The UK’s Serious Fraud Office recently filed, for the first time, charges against individuals under the Bribery Act. At the same time, the US government is starting to provide ample evidence of the benefits of a compliance program. Morgan Stanley received no fine or penalty despite allegations that an employee had bribed a Chinese government official in violation of the Foreign Corrupt Practices Act (FCPA), typically a very expensive issue to investigate and settle. Why? Because Morgan Stanley had a robust compliance program with impressive controls and had given at least 35 reminders of the company’s FCPA policy and seven training sessions to the offending employee.
Ralph Lauren recently settled claims that one of its subsidiaries violated the FCPA by paying bribes to officials in Argentina from 2005 to 2009. The misconduct was first reported to regulators by Ralph Lauren after it was discovered in an internal review. The SEC said actions taken by the retailer ‘show the benefit of implementing an effective compliance program. Ralph Lauren discovered this problem after it put in place an enhanced compliance program and began training its employees. That level of self-policing along with its self-reporting and co-operation led to this resolution.’
Other benefits of compliance
A less obvious but still important example of the benefit of instituting a robust compliance program is HSBC’s widely publicized $1.9 billion payout in fines and forfeiture related to money laundering. While this was the largest ever bank settlement in US history, the bank’s deferred prosecution agreement included a sweeping and unprecedented overhaul of its worldwide compliance program that allowed it to forestall indictment. What resonated most with the government in this case was that HSBC implemented changes that were designed to foster and maintain a deeply ingrained, lasting culture of compliance at the bank.

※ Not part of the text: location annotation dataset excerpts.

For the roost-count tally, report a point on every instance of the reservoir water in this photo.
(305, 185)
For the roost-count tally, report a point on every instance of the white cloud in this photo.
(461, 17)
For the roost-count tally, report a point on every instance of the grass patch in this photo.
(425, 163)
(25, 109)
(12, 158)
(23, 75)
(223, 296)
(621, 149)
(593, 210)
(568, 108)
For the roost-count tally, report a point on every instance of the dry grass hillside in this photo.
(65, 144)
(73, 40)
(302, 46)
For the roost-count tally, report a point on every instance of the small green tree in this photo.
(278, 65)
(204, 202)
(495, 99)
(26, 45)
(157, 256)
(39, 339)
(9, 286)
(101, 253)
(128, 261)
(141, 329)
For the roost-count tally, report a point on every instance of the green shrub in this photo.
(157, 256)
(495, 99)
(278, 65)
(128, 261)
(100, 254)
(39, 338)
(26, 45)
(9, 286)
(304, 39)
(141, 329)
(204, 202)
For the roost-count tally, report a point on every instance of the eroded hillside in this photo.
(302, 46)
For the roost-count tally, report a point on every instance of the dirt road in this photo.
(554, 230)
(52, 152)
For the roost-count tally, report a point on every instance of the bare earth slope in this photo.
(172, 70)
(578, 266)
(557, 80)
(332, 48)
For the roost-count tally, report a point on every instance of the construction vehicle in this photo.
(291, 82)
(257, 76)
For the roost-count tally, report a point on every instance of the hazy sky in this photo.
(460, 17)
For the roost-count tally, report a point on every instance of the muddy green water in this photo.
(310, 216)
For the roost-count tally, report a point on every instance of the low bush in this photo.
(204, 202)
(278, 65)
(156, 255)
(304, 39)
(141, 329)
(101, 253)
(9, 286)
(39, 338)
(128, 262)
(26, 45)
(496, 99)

Everyone is in favor of a more ethical business environment, and ethicists have the best of intentions, but they are over-promising and under-delivering. The reputation of the business community is at an all-time low. A recent Harris Interactive survey shows that about three quarters of the US general public has a perception of corporate America that is ‘not good’ or ‘terrible’.
To help foster a more ethical environment, the government is writing long, vague and expensive regulations every time some industry has a problem. But talking about being ethical isn’t enough. A business has to audit, monitor, investigate, discipline, educate and implement all the elements of a compliance program as well. Companies have to be focused on the process and not just the goal. The message to business leadership is clear: an ethical culture is a laudable aspiration, but without the structure and processes of a compliance program, companies operate at far greater risk.